La foto scelta da Cecilia: dal vetro

Attraverso il vetro – di Cecilia Trinci

La ragazza col vestito giallo è sua figlia.

L’aveva notata un paio di mesi fa  per le strade vicino a dove era andato a vivere. Lui camminava senza una meta precisa, in cerca di un bar diverso dove annacquare l’amarezza,  aveva alzato gli occhi dalla tristezza solita di quelle ore, quando accettare la realtà sembra quasi impossibile e l’aveva vista.

Lei camminava da sola, aveva qualcosa di familiare nel muovere il vestito, nel girarsi di tanto in tanto a specchiarsi nelle vetrine, nel muovere i capelli facendoli ondeggiare come una marea leggera.

Quel giorno aveva un vestito verde.

Stasera l’ha vista di nuovo, entrare in quel negozio con un’amica insignificante. E’ stato attratto da quel muovere la testa senza spostare le spalle, quel camminare a lunghi passi, come una piccola antilope nel deserto.

La luce le batte in faccia, ora, sotto le lampade del negozio. Ride e l’amica le dice qualcosa nell’orecchio e lei ride a testa indietro, muovendosi tutta in una vibrazione di felicità.

E’ ipnotizzato. Quasi non respira per paura di vederla scomparire.

Aveva forse dieci anni l’ultima volta che l’aveva vista.

Si era chiuso la porta alle spalle quel giorno e non era più tornato indietro.

La madre era stata tassativa: mai più! e dentro ci aveva messo tutto quello che era stato in comune, anche la figlia.

Non ne aveva sentito la mancanza. Una bambina difficile con i suoi pianti incontenibili, le sue esigenze, le scarpe da comprare, i libri, la scuola, sua moglie che gli urlava dietro i doveri e le incombenze.

Non aveva mai rimpianto quel giorno.

Meglio la vita del bar, del “domani è un altro giorno”, delle sue poche esigenze essenziali.

Eppure ora è lì, incantato davanti a quelle due creature leggere, ridenti. Sente un macigno scoppiargli dentro, da qualche parte, sente un forte desiderio di abbracci, di appoggiare la testa pesante di alcol in quei capelli leggeri, sicuramente profumati.

Spera che si volti, che lo veda. Ma se così fosse dovrebbe fuggire e allora spera che quel momento duri per sempre. O almeno qualche attimo ancora.

Assorbe tutto il giallo che può del suo vestito, fa il pieno delle risate, dei sorrisi, dei capelli ondeggianti sulle spalle. Poi sono loro due che spariscono per prime nella notte.

La foto scelta da Anna: i piedi

I PIEDI – di Anna Meli

            Quattro piedi, quattro cammini diversi, quattro vite diverse; tutte uno stesso percorso simile e differente nello stesso tempo.

            Si erano conosciuti in un lontano giorno in un campo profughi dove erano giunti bagnati e stanchi. La loro conoscenza era avvenuta attraverso gli sguardi provati dallo sconforto poiché i loro dialetti e le lingue diverse non glielo avevano permesso.

            Erano stati separati per i primi soccorsi, ma ciò non aveva impedito loro di ritrovarsi il giorno seguente. Era come se un filo si fosse impadronito dei loro pensieri. La solidarietà si manifesta soprattutto nella sventura.

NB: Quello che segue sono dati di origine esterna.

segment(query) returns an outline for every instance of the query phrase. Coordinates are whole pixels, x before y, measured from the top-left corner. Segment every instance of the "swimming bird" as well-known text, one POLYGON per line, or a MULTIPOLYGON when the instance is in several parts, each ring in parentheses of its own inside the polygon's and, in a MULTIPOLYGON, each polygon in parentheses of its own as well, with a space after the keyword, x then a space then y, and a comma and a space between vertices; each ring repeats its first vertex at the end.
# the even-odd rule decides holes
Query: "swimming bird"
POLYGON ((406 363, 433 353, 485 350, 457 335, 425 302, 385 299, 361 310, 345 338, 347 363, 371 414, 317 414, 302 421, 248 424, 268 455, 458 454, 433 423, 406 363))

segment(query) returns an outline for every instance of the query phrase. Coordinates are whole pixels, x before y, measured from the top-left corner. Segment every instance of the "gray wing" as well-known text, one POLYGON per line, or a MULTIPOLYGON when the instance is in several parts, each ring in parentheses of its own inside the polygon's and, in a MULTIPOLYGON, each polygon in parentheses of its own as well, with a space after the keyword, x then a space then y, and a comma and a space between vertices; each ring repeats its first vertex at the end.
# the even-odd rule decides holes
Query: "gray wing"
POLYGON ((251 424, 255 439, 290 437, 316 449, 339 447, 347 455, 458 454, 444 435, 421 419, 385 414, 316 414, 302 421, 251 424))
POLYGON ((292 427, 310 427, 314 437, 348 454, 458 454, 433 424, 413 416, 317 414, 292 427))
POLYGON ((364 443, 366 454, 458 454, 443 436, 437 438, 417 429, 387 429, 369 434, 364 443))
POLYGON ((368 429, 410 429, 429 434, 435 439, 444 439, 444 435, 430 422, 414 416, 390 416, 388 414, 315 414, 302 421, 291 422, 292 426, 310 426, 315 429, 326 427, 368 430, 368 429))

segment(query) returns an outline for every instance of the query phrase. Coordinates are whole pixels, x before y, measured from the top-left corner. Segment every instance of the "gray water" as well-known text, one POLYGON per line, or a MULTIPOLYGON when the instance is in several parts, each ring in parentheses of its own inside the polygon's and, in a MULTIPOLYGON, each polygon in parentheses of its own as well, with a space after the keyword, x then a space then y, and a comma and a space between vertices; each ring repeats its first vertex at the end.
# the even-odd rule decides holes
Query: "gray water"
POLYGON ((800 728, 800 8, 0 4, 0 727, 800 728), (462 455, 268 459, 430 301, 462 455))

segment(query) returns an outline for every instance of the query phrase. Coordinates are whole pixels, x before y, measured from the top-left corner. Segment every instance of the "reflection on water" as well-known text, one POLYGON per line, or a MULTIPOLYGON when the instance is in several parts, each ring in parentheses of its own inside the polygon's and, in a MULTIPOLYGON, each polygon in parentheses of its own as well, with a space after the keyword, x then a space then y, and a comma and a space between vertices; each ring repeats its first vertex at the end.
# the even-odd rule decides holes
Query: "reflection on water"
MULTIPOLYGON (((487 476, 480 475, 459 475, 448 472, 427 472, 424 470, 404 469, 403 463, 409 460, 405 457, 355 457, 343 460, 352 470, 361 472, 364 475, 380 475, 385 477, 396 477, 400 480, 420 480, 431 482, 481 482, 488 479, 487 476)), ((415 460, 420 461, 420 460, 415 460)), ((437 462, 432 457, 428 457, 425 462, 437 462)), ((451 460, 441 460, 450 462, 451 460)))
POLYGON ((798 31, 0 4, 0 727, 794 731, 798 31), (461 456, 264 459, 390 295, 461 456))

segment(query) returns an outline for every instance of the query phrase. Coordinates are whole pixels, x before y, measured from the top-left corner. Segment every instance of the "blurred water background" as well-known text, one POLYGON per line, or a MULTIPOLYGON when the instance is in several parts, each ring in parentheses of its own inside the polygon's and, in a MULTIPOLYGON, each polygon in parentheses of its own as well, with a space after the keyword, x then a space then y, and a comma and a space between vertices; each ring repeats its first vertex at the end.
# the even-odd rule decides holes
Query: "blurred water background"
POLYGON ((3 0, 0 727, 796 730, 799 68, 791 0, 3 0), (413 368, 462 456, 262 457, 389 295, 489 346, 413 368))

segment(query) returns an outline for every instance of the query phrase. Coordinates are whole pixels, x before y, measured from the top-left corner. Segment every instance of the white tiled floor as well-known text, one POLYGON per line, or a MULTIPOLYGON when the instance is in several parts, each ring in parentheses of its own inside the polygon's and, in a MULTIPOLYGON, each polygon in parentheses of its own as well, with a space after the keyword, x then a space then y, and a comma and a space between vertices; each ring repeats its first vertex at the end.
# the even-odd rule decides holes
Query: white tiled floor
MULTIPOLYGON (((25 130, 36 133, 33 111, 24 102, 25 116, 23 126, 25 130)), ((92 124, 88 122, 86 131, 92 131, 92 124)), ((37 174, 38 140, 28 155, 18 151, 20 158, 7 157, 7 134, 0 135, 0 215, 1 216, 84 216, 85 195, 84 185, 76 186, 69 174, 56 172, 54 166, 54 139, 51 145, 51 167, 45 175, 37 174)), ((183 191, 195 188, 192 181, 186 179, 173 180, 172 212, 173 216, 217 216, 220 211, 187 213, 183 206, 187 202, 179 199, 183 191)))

            Avevano cominciato a dialogare con poche parole e molti gesti e si erano scoperti accomunati da un’unica esperienza: la fuga. Chi scappava dalla guerra, chi dalla miseria e dalla fame, chi dalla persecuzione politica e chi, troppo giovane per capire, si era ritrovato in un gruppo senza sapere il perché spinto da altri miseri come lui nella ricerca di quel benessere gratuito di cui si parlava come in una favola.

            Non era piacevole la vita nel campo e ognuno sperava che presto finisse per avere la possibilità di tornare padroni della propria esistenza e tentare di ricominciare altrove.

            Un giovane, un ragazzo, una donna e un vecchio erano lì a piedi scalzi nella polvere; le scarpe le conservavano per l’eventuale partenza. Il resto del loro vestire non era egualmente importante. Chissà quanto avrebbero dovuto aspettare ancora per andarsene!?

            Si erano guardati i piedi sporchi e malconci e in un gesto spontaneo, a due a due ne avevano unite le dita formando una croce…la loro vita. Un solo momento e tutti e quattro avevano rialzato  la testa, si erano guardati comunicandosi con un leggero sorriso che non sarebbe stato sempre così.             Quei piedi dovevano camminare ancora, lottare ancora per realizzare le loro aspettative e i loro sogni.